J’ai confiance en mon ego de maman

J’ai confiance en mon ego de maman

J’en ai un peu marre de voir des articles où les (jeunes) mamans n’ont plus confiance en elles et en leur éducation. C’est normal d’avoir des interrogations, on ne sait pas tout dès le début : on apprend sur le tas. Mais je suis vraiment agacée de constater que la culpabilité est l’arme la plus redoutable pour faire douter la meilleure maman qui soit.

  1. Apprendre à faire la part des choses quand une personne te dit un truc, et une autre personne te dit exactement son contraire. Le monde est fait de donneurs de leçons, et en général ils font moins les marioles au biberon de 3h du matin.
  2. Quand les mamans et les grand-mères t’assènent de « ah c’est nouveau ? À mon époque on ne faisait pas comme ça …  » Bon, on peut pas les empêcher de parler ni de penser, au moins elles s’intéressent ! Par contre, faut pas que ça change notre vision de voir les choses.
  3. Quand même les publicités te culpabilisent, par exemple, je n’allaite pas mon second bébé et en veux tu en voilà les publicités « le lait de maman est ce qu’il y a de meilleur pour bébé… » tu l’entends le sous-entendu « et si tu n’allaites pas tu n’es pas une bonne maman »… Fuck les publicitaires.

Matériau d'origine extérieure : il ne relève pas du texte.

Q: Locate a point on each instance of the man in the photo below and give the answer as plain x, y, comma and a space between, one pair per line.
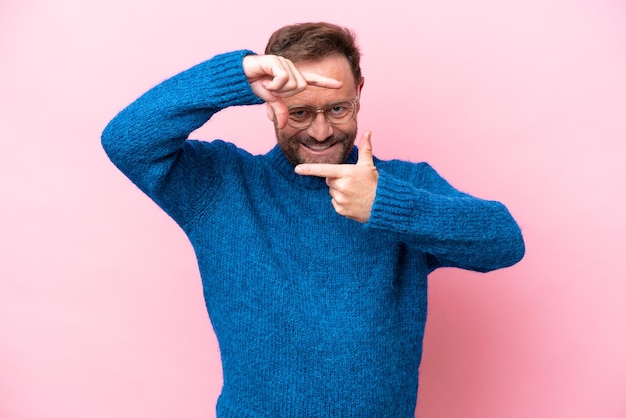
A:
314, 257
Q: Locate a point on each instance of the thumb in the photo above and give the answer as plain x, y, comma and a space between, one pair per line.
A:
280, 113
365, 149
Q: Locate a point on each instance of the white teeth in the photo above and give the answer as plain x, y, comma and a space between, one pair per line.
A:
318, 147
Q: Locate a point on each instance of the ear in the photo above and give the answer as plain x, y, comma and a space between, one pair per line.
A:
270, 111
359, 89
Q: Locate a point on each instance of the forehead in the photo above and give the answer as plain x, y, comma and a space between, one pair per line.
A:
335, 66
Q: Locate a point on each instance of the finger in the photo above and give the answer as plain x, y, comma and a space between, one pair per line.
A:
322, 170
366, 156
281, 113
314, 79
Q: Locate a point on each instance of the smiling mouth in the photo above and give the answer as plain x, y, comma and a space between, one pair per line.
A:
318, 147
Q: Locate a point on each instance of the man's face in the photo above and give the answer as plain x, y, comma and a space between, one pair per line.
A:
321, 142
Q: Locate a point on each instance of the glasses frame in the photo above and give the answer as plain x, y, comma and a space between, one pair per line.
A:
323, 110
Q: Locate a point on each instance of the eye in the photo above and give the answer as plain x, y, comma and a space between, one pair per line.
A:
299, 114
340, 110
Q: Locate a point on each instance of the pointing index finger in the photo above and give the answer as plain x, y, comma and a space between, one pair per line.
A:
314, 79
321, 170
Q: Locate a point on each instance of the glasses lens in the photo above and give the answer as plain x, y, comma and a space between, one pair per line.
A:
300, 117
339, 112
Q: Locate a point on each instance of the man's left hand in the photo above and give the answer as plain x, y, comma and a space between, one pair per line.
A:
351, 186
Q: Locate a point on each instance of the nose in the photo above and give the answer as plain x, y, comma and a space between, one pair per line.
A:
320, 129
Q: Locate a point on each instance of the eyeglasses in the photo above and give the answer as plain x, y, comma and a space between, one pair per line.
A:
301, 117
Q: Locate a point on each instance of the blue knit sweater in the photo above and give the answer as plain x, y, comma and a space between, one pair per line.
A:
316, 315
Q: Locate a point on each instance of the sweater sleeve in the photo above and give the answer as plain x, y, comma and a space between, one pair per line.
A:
452, 228
148, 140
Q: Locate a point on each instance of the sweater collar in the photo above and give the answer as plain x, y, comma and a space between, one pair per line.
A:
277, 159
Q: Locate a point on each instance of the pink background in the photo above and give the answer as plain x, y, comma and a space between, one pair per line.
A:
523, 101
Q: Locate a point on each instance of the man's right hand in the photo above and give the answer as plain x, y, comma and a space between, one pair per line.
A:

Et je suis à peu près sûr que c’est un mec qui a validé le projet, donc un mec qui ne risque pas d’avoir les mamelons en sang … »
  4. Quand même changer ton bébé devient un risque majeur avec le récent scandal des cosmétiques pour nourrissons. Quelle est la part réelle de mères qui nettoient les fesses de leur enfant ( même avec un énorme caca ) avec du coton et de l’eau ? Quand je dis réelle, je veux dire pas les mythos interviewées dans la rue où c’est cramé sur leur gueule qu’elles mentent.
  5. Quand tu achètes des petits pots de légumes, et que des mères te font des gros yeux genre « OMG la meuf ne fait même pas toutes ses purées elle même quoi… j’appelle la DAASS direct ». En vrai je fais 80% de la nourriture moi même, mais y a des jours où c’est pas possible, et je l’avoue sans souci.
  6. Quand tu vas au resto avec ton babychou de 2 semaines et que tu te prends des remarques à gogo de quoi c’est pas bon de sortir avec les tout petits. Moi je pense que c’est pas bon de sortir les cons trop longtemps de chez eux mais bon, je vais pas leur dire à leur table quoi. Je sors avec mes filles où je veux et quand je veux, car pour moi c’est à elles de s’habituer à mon rythme de vie, pas l’inverse. Pour moi, si on habitue un bébé au silence, le jour où tu sors enfin ça va être la débandade. Alors en les habituant à dormir dans un environnement autre que le silence de cathédrale, on les habitue à notre vie. Et puis entre nous, on est sorti au Leclerc, plusieurs fois au resto, dans la rue, chez des potes : elle a toujours pionsé royalement. Un bébé si ça veut dormir : ça dort ! Où qu’il soit!
  7. Quand ma fille de deux ans fait une crise en public, cf les hurlements primaires parce qu’elle veut faire du manège puis en fait non: je ne laisse pas couler. Je lui explique calmement pourquoi je ne suis pas d’accord avec cette attitude, si elle veut pleurer elle pleure pas de problème, mais je ne fais pas tout pour céder à ses caprices pour que vite vite les gens cessent de me juger. À croire que ces personnes là n’ont jamais eu d’enfants … Ah ba si vu qu’ils sont dans un jardin pour enfant.

 

Pour conclure, je ne laisse pas ma fille  de 2 ans s’auto éduquer, j’apprends à gérer son éducation au fur et à mesure en fonction de son développement et des choses normales qui se produisent à son âge. Par exemple à 2 ans : la peur de l’eau sur la tête. Je ne vais pas arrêter de lui laver les cheveux pour qu’elle arrête de hurler, on transforme cela en jeu, elle chouine un peu quand même mais je m’adapte tout en ne cédant pas. Si elle refuse de manger son repas, uniquement par défi, pas de souci elle va dans son lit et on en reparle quand elle est calmée : un enfant ne se laisse jamais mourir de faim, quand il a faim il mange. Donc moi je suis une maman avec des règles et le mot non pour lui imposer des limites, je ne suis pas un restaurant ni une copine.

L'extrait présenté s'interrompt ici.